Previous studies have established the role of phosphorylated form of insulin-like growth factor type 1 receptor (p-IGF1R) as a good candidate for tumor biomarker. The aims of this study were to investigate p-IGF1R expression status in gastric cancer (GC) specimens and to clarify its clinical significance. A total of 78 GC patients treated with radical resection were enrolled in this study. Immunohistochemistry was used to detect p-IGF1R and phosphatase and tensin homolog deleted on chromosome ten (PTEN) protein expression in paired tumor and adjacent normal tissues. Results showed a higher level of p-IGF1R protein expression in tumor tissues than that in normal tissues, and the rate of p-IGF1R protein high/moderate expression in GC and normal tissues was 52.6% (41/78) and 6.4% (5/78), respectively (p < 0.001).
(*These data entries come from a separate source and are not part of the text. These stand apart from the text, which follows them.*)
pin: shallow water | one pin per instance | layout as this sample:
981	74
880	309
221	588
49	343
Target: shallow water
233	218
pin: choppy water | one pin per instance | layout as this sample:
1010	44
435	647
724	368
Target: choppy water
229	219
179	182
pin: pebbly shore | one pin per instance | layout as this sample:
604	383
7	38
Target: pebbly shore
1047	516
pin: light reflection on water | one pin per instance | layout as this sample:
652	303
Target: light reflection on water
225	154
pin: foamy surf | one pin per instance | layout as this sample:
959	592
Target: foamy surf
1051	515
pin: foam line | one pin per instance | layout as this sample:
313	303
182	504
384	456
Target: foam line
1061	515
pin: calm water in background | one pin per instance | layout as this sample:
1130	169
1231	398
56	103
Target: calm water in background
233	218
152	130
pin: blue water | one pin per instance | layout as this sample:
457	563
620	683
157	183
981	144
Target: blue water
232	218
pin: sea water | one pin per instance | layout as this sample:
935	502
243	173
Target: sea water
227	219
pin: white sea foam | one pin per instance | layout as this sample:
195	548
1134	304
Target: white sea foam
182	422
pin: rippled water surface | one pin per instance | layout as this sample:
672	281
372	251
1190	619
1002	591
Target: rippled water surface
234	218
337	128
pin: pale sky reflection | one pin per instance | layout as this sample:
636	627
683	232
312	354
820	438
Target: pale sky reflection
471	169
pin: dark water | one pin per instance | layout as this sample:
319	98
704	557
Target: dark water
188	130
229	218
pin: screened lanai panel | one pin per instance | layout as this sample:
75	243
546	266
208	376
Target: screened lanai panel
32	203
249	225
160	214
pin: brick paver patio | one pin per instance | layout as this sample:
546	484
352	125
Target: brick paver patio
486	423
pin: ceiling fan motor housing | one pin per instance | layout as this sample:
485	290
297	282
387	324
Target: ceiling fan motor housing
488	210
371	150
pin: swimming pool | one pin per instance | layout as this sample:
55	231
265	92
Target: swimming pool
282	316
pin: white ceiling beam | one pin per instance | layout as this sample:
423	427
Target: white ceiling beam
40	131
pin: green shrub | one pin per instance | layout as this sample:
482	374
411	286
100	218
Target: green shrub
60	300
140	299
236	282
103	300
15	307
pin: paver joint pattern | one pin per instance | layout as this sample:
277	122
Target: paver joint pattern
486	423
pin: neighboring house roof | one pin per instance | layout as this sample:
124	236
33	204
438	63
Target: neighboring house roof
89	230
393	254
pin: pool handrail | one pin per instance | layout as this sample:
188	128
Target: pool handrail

In contrast, PTEN protein expression was downregulated in GC, as compared with normal tissues (negative/low expression 49/78 vs. 8/78, p < 0.001). Moreover, PTEN protein downregulation was consistent with p-IGF1R upregulation. Overexpression of p-IGF1R protein was associated with lymph metastasis, clinical stage, and adverse 3-year progression-free survival (PFS). Survival analysis and Cox proportional hazards model revealed that p-IGF1R overexpression was an independent factor in predicting PFS for GC patients, apart from lymph metastasis. In conclusion, p-IGF1R is highly expressed in GC, which may be a novel biomarker to predict the clinical outcome of GC patients.